Not for wimpsBMJ 2006; 332 doi: https://doi.org/10.1136/bmj.332.7551.0-f (Published 18 May 2006) Cite this as: BMJ 2006;332:0-f
- Fiona Godlee, editor ()
What can we expect in old age, assuming we are lucky enough to make it that far? We may hope for physical and mental well being, independence, fun, dignity, and a peaceful death, but what are the prospects?
Based on current trends, it's hard to say. There will be more of us, with proportionately fewer younger people to finance our longer lives. The expansion of private provision in health care (p 1172) raises fears that the old and chronically ill will be increasingly poorly served. And yet recent reports and initiatives suggest that new targets are improving outcomes and changing attitudes.
Jacqueline Morris and colleagues give a cautious welcome to the latest report on the standards of health, treatment, and social care of older people in England (the National Service Framework (NSF)), but they think good care is still too patchy in the NHS (p 1166). Too many elderly people in hospitals suffer routine indignities, such as having to use commodes in mixed sex wards behind wholly inadequate curtains. Too often old people become, in Colin Douglas' words, “souls in cages” (p 1221). “In the rush and glamour of acute care, in the busy system that is designed to cure and doesn't like to lose, there are priorities that may take insufficient account of the worse-than-death outcome that so many of us dread.”
And we have clearly lost the plot when elderly people in long term care are asked to order their meals as much as two weeks in advance. Kristel Nijs and colleagues compared these long range forecast meals served on a tray at the bedside with more sociable meals, sitting at a table with a choice of foods and members of staff to talk to and provide help (p 1180). Their randomised trial found significant improvements in quality of life, health, and body weight.

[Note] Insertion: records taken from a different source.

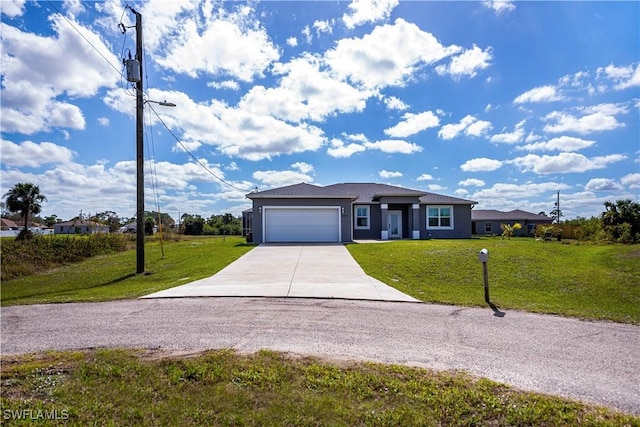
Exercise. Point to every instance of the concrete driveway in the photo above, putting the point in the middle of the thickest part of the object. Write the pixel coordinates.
(284, 270)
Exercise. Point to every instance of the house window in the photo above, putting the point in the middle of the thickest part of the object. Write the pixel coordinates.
(362, 217)
(440, 217)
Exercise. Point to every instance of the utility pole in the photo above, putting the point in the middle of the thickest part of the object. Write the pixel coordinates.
(139, 151)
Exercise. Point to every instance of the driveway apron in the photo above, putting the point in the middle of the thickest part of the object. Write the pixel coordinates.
(284, 270)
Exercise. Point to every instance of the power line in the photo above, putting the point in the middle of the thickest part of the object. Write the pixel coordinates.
(194, 157)
(152, 109)
(86, 39)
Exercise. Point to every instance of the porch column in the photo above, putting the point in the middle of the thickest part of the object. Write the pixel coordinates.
(384, 213)
(415, 211)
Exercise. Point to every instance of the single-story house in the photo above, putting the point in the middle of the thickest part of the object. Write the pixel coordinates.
(7, 224)
(80, 227)
(346, 212)
(488, 221)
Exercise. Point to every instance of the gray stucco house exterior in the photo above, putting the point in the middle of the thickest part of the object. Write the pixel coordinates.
(355, 211)
(488, 221)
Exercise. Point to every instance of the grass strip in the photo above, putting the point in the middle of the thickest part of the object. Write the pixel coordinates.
(593, 281)
(134, 387)
(112, 277)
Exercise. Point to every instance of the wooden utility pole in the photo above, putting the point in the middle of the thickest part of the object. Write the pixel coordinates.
(139, 151)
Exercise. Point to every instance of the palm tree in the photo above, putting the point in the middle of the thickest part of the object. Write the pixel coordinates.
(25, 198)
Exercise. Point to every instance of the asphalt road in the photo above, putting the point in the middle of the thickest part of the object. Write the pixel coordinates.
(597, 362)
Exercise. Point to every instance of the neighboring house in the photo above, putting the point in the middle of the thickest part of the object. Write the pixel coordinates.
(7, 224)
(347, 212)
(488, 221)
(80, 227)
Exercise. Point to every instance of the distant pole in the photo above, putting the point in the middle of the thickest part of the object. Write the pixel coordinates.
(483, 257)
(139, 152)
(485, 275)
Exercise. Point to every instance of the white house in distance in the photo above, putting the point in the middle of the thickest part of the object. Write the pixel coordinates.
(80, 227)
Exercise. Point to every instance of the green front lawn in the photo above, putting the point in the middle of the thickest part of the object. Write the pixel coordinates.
(583, 280)
(128, 387)
(110, 277)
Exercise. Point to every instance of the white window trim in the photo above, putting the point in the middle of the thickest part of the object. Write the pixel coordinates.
(450, 207)
(355, 217)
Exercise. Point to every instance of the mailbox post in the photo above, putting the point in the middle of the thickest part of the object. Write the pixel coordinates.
(483, 257)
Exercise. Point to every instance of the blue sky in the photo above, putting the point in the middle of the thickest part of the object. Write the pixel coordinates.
(500, 102)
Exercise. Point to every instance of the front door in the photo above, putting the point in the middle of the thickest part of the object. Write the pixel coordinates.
(395, 224)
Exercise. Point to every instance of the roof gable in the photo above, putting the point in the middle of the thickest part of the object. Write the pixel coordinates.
(358, 192)
(514, 215)
(301, 191)
(368, 192)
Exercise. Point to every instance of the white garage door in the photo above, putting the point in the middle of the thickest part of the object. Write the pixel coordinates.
(316, 224)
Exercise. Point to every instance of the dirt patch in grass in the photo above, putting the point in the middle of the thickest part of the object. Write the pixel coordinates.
(222, 387)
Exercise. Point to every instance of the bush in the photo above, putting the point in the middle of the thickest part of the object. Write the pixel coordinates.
(25, 257)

Anne Milne and colleagues highlight limitations in the study but confirm the need to tackle social factors such as isolation that can contribute to the “anorexia of ageing” (p 1165).
Both the NSF report and our editorial (p 1166) acknowledge that real transformation won't be achieved by simplistic targets. But targets can bring better priorities. Diana Jelley questions even that (p 1221). By the time her 90 year old patient died her care fell short of many of the Quality and Outcomes Framework (QoF) targets against which GPs are paid. But, says Jelley, other things, such as continuity of care from a practice where everyone knew her, were highly valued but are harder to measure. She says these aspects of care may suffer in the new patient led NHS, where priorities are set by middle aged, middle class people living in middle England.
As someone once told me, old age is not for wimps. We can hope things will be OK when our time comes. Or we can work towards better attitudes, provision, and priorities for elderly people now. Call it enlightened self interest, or just the right values for a civilised society.